In this Sentiment Analysis tutorial, You’ll learn how to use your custom lexicon (for any language other than English) or keywords dictionary to perform simple (slightly naive) sentiment analysis using R’s tidytext
package. Note: This isn’t going to provide you the same accuracy as using the language model, but it’s going to get you to the fastest solution (with some accuracy tradeoff). This example deals with Turkish Sentiment Analysis Script.
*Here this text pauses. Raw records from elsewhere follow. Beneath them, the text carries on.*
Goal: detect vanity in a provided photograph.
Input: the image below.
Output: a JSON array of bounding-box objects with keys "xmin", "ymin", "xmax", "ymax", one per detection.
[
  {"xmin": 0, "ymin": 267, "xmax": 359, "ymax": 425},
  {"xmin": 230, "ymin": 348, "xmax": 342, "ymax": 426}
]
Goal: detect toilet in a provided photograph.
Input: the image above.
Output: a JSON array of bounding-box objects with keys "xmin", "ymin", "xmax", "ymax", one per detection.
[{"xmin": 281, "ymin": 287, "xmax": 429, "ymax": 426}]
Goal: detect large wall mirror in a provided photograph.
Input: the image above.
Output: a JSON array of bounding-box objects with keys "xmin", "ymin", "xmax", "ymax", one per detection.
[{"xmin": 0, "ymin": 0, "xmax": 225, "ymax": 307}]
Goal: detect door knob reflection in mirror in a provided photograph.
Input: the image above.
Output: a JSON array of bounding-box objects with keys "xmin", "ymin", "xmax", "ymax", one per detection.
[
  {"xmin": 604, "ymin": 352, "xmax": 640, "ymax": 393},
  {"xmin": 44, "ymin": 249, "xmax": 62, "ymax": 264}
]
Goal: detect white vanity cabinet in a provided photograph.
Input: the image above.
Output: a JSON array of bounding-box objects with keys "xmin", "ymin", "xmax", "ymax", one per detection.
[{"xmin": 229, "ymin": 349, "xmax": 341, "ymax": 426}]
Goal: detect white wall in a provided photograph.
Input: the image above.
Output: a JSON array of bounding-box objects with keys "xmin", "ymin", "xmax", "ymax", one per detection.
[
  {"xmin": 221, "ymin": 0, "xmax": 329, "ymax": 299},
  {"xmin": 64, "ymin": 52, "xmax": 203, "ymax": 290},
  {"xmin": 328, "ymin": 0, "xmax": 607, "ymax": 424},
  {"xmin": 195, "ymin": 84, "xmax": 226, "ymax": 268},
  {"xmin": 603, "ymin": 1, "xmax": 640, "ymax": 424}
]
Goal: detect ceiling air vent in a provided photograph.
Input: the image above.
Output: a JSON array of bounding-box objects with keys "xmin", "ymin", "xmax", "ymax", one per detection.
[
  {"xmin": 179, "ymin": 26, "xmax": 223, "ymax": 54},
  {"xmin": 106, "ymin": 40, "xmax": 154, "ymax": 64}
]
Please note this tutorial doesn’t include Text Pre-processing steps, but those are very important for any Text Analytics / NLP project.
Video Walkthrough
Steps
- Read the Input Text as a Dataframe
- Load the lexicon / new language dictionary
- Select the appropriate columns - in this case, word and polarity
- Join the tokenized words from the text dataframe with the lexicon dataframe
- Roll-up the result dataframe based on the grouping variable (row_number) to get sentence level aggregated sentiment score
Code
library(tidyverse)
#install.packages("tidytext")
library(tidytext)
sent <- read.csv('text.csv')
lexicon <- read.table("turkish_lexicon.csv",
header = TRUE,
sep = ';',
stringsAsFactors = FALSE)
lexicon2 <- lexicon %>%
select(c("WORD","POLARITY")) %>%
rename('word'="WORD",'value'="POLARITY")
sent %>%
mutate(linenumber = row_number()) %>% #line number for later sentence grouping
unnest_tokens(word, tweettext) %>% #tokenization - sentence to words
inner_join(lexicon2) %>% # inner join with our lexicon to get the polarity score
group_by(linenumber) %>% #group by for sentence polarity
summarise(sentiment = sum(value)) %>% # final sentence polarity from words
left_join(
sent %>%
mutate(linenumber = row_number()) #get the actual text next to the sentiment value
) %>% write.csv("sentiment_output.csv",row.names = FALSE)